Однако ехали еще час по старым вырубкам, заросшим густыми осинниками, пока не оказались на совершенно ровной, накатанной песчаной дороге, по которой тянулся свежий, спаренный след. Самохин глянул на водителя и тот усмехнулся.
— А я тебе что говорил? Они уже тут…
Каменные трубы стеклозавода появились внезапно и напоминали высокие пни, между которыми тянулись ряды одноэтажных корпусов, и за этим промышленным пейзажем разбегались в разные стороны обыкновенные деревенские улицы. Ничего не спрашивая, таксист подрулил к зданию заводоуправления, где вроде бы еще теплилась жизнь в виде штор на окнах и целых стекол, тогда как в цехах зияли пустые проемы. Мало того, сохранилась даже Доска Почета с блеклыми фотографиями под стеклом и совсем выцветшими надписями.
— Жди меня здесь. — Самохин вышел из машины и взял сумку. — Приду завтра утром.
— Погоди! — спохватился таксист. — Ты мне деньги отдай.
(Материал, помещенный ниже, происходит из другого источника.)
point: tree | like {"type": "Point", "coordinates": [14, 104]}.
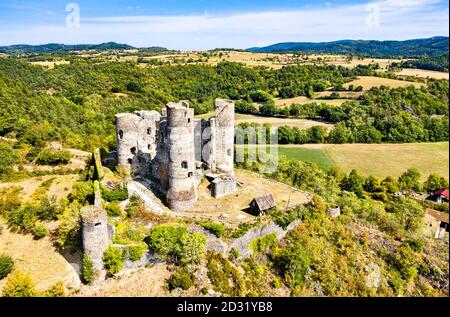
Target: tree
{"type": "Point", "coordinates": [6, 265]}
{"type": "Point", "coordinates": [113, 260]}
{"type": "Point", "coordinates": [193, 248]}
{"type": "Point", "coordinates": [7, 158]}
{"type": "Point", "coordinates": [390, 185]}
{"type": "Point", "coordinates": [166, 240]}
{"type": "Point", "coordinates": [372, 184]}
{"type": "Point", "coordinates": [410, 180]}
{"type": "Point", "coordinates": [317, 134]}
{"type": "Point", "coordinates": [19, 285]}
{"type": "Point", "coordinates": [268, 109]}
{"type": "Point", "coordinates": [340, 135]}
{"type": "Point", "coordinates": [435, 182]}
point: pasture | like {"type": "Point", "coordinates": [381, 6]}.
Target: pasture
{"type": "Point", "coordinates": [277, 122]}
{"type": "Point", "coordinates": [375, 159]}
{"type": "Point", "coordinates": [368, 82]}
{"type": "Point", "coordinates": [422, 73]}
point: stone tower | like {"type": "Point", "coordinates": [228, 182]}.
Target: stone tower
{"type": "Point", "coordinates": [224, 136]}
{"type": "Point", "coordinates": [181, 194]}
{"type": "Point", "coordinates": [136, 136]}
{"type": "Point", "coordinates": [94, 229]}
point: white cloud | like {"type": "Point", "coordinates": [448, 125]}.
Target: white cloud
{"type": "Point", "coordinates": [399, 19]}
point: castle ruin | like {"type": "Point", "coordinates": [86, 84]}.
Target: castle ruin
{"type": "Point", "coordinates": [174, 151]}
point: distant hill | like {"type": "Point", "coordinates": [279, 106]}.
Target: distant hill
{"type": "Point", "coordinates": [437, 63]}
{"type": "Point", "coordinates": [411, 48]}
{"type": "Point", "coordinates": [61, 48]}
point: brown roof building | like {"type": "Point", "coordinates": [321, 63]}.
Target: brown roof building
{"type": "Point", "coordinates": [261, 204]}
{"type": "Point", "coordinates": [437, 222]}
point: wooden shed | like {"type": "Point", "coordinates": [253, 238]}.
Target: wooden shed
{"type": "Point", "coordinates": [261, 204]}
{"type": "Point", "coordinates": [437, 221]}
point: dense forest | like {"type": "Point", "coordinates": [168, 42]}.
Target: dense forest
{"type": "Point", "coordinates": [76, 103]}
{"type": "Point", "coordinates": [411, 48]}
{"type": "Point", "coordinates": [60, 48]}
{"type": "Point", "coordinates": [437, 63]}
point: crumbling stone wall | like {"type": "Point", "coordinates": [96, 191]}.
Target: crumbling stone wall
{"type": "Point", "coordinates": [172, 150]}
{"type": "Point", "coordinates": [95, 236]}
{"type": "Point", "coordinates": [181, 194]}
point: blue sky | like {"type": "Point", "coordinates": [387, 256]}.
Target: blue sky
{"type": "Point", "coordinates": [205, 24]}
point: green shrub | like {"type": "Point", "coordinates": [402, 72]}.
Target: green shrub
{"type": "Point", "coordinates": [224, 276]}
{"type": "Point", "coordinates": [217, 228]}
{"type": "Point", "coordinates": [113, 209]}
{"type": "Point", "coordinates": [113, 260]}
{"type": "Point", "coordinates": [88, 272]}
{"type": "Point", "coordinates": [416, 244]}
{"type": "Point", "coordinates": [241, 231]}
{"type": "Point", "coordinates": [68, 236]}
{"type": "Point", "coordinates": [56, 290]}
{"type": "Point", "coordinates": [6, 265]}
{"type": "Point", "coordinates": [135, 235]}
{"type": "Point", "coordinates": [23, 218]}
{"type": "Point", "coordinates": [54, 158]}
{"type": "Point", "coordinates": [19, 285]}
{"type": "Point", "coordinates": [135, 252]}
{"type": "Point", "coordinates": [181, 278]}
{"type": "Point", "coordinates": [192, 248]}
{"type": "Point", "coordinates": [234, 254]}
{"type": "Point", "coordinates": [82, 192]}
{"type": "Point", "coordinates": [166, 240]}
{"type": "Point", "coordinates": [264, 244]}
{"type": "Point", "coordinates": [39, 232]}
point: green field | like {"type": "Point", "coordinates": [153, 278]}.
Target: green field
{"type": "Point", "coordinates": [375, 159]}
{"type": "Point", "coordinates": [318, 156]}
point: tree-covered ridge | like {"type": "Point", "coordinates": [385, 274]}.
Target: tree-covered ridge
{"type": "Point", "coordinates": [76, 103]}
{"type": "Point", "coordinates": [59, 48]}
{"type": "Point", "coordinates": [410, 48]}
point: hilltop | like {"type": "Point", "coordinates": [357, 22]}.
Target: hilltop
{"type": "Point", "coordinates": [61, 48]}
{"type": "Point", "coordinates": [410, 48]}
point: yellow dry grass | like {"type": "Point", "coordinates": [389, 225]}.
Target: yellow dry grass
{"type": "Point", "coordinates": [422, 73]}
{"type": "Point", "coordinates": [50, 65]}
{"type": "Point", "coordinates": [61, 186]}
{"type": "Point", "coordinates": [39, 259]}
{"type": "Point", "coordinates": [144, 282]}
{"type": "Point", "coordinates": [277, 122]}
{"type": "Point", "coordinates": [367, 82]}
{"type": "Point", "coordinates": [387, 159]}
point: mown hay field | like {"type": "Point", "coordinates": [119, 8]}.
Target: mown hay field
{"type": "Point", "coordinates": [375, 159]}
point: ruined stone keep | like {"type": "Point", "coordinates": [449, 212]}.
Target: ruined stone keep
{"type": "Point", "coordinates": [94, 229]}
{"type": "Point", "coordinates": [174, 151]}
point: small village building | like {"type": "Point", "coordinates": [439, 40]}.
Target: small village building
{"type": "Point", "coordinates": [441, 195]}
{"type": "Point", "coordinates": [437, 222]}
{"type": "Point", "coordinates": [260, 205]}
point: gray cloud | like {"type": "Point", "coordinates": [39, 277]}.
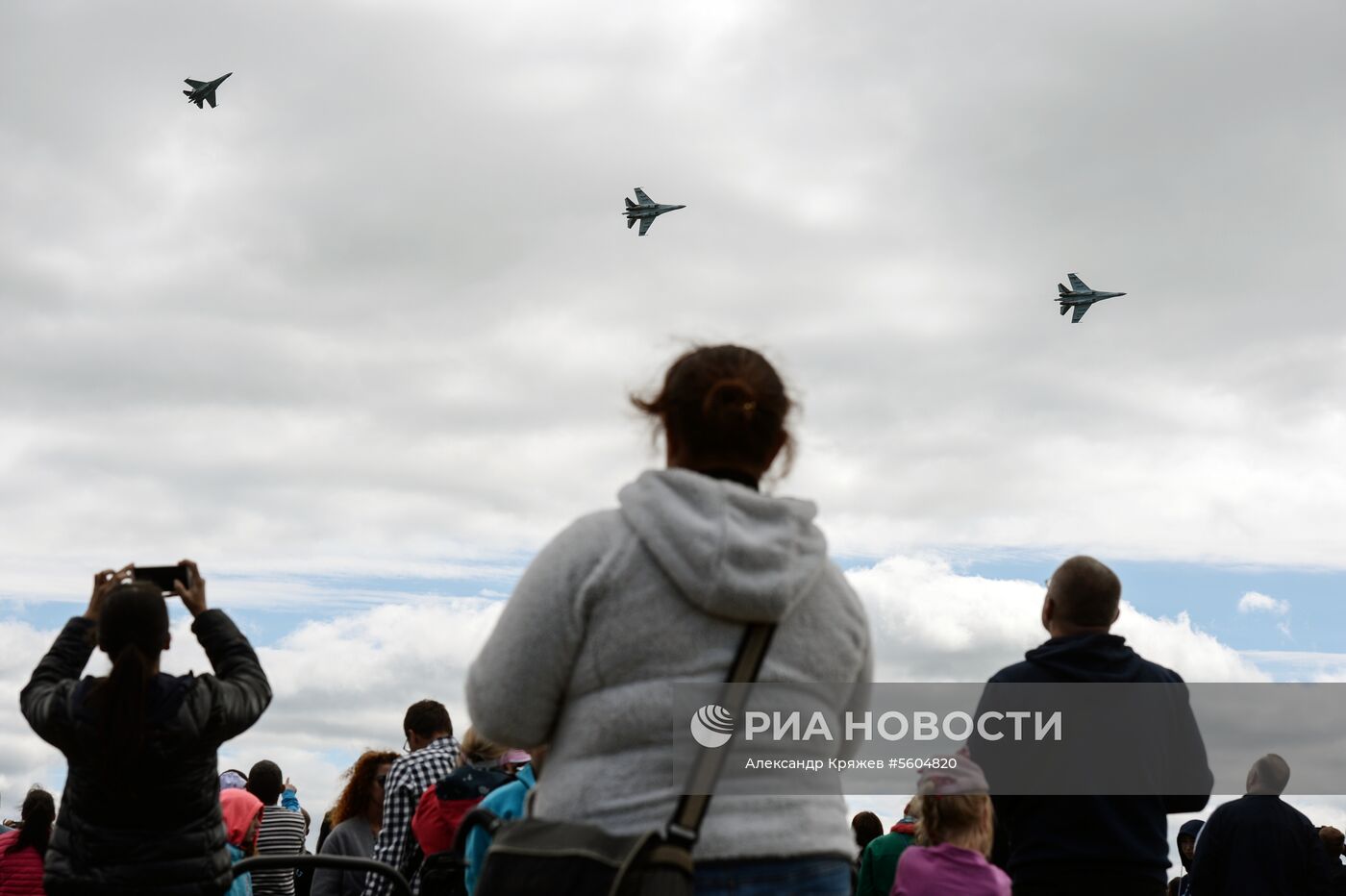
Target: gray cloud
{"type": "Point", "coordinates": [380, 303]}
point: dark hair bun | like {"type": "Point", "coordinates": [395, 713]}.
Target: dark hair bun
{"type": "Point", "coordinates": [724, 404]}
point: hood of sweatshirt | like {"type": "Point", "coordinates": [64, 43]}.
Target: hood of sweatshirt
{"type": "Point", "coordinates": [730, 551]}
{"type": "Point", "coordinates": [1188, 829]}
{"type": "Point", "coordinates": [239, 809]}
{"type": "Point", "coordinates": [1096, 659]}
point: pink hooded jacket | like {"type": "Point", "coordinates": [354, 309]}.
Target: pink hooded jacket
{"type": "Point", "coordinates": [239, 810]}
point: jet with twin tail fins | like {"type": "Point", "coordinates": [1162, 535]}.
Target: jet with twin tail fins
{"type": "Point", "coordinates": [1080, 297]}
{"type": "Point", "coordinates": [204, 91]}
{"type": "Point", "coordinates": [645, 211]}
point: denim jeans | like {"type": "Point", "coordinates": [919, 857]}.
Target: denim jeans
{"type": "Point", "coordinates": [807, 876]}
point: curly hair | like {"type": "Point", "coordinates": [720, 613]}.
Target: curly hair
{"type": "Point", "coordinates": [354, 801]}
{"type": "Point", "coordinates": [964, 818]}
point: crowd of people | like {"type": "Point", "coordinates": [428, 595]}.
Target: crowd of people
{"type": "Point", "coordinates": [611, 611]}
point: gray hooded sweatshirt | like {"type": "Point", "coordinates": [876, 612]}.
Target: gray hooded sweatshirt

— Куда я тут денусь? У меня обратный билет на самолет.
— На какой рейс?
— В воскресенье, на вечерний. Таксист подумал, поскреб щетину.
— Нет. Заплати на всякий случай.
— Что же может случиться-то?
— Ты куда нацелился? В Горицкий бор?
— Тебе-то что?
— Да ничего. Куда тут еще можно пойти? Не хотел говорить, отпугивать… Но это место проклятое.
— Кем проклятое?
— Откуда я знаю? Так говорят. Люди уходят и не возвращаются. Так что заплати за проезд сначала и иди куда хочешь.
Самохин достал деньги.
— Ты сам-то бывал в этом проклятом месте?
— Нет, и не тянет.
— А говоришь… Может, слухи только.
— Может. — Таксист с некоторой брезгливостью спрятал деньги и сразу стал словоохотливым. — Только я в позапрошлом году сюда одного ученого привез, из Новосибирска. Пожилой такой, умный дядька. Философ, между прочим, профессор… Ушел в Горицкий бор — и с концами. Потом меня по милициям затаскали, родня его достала — куда дел профессора. У тебя много родни?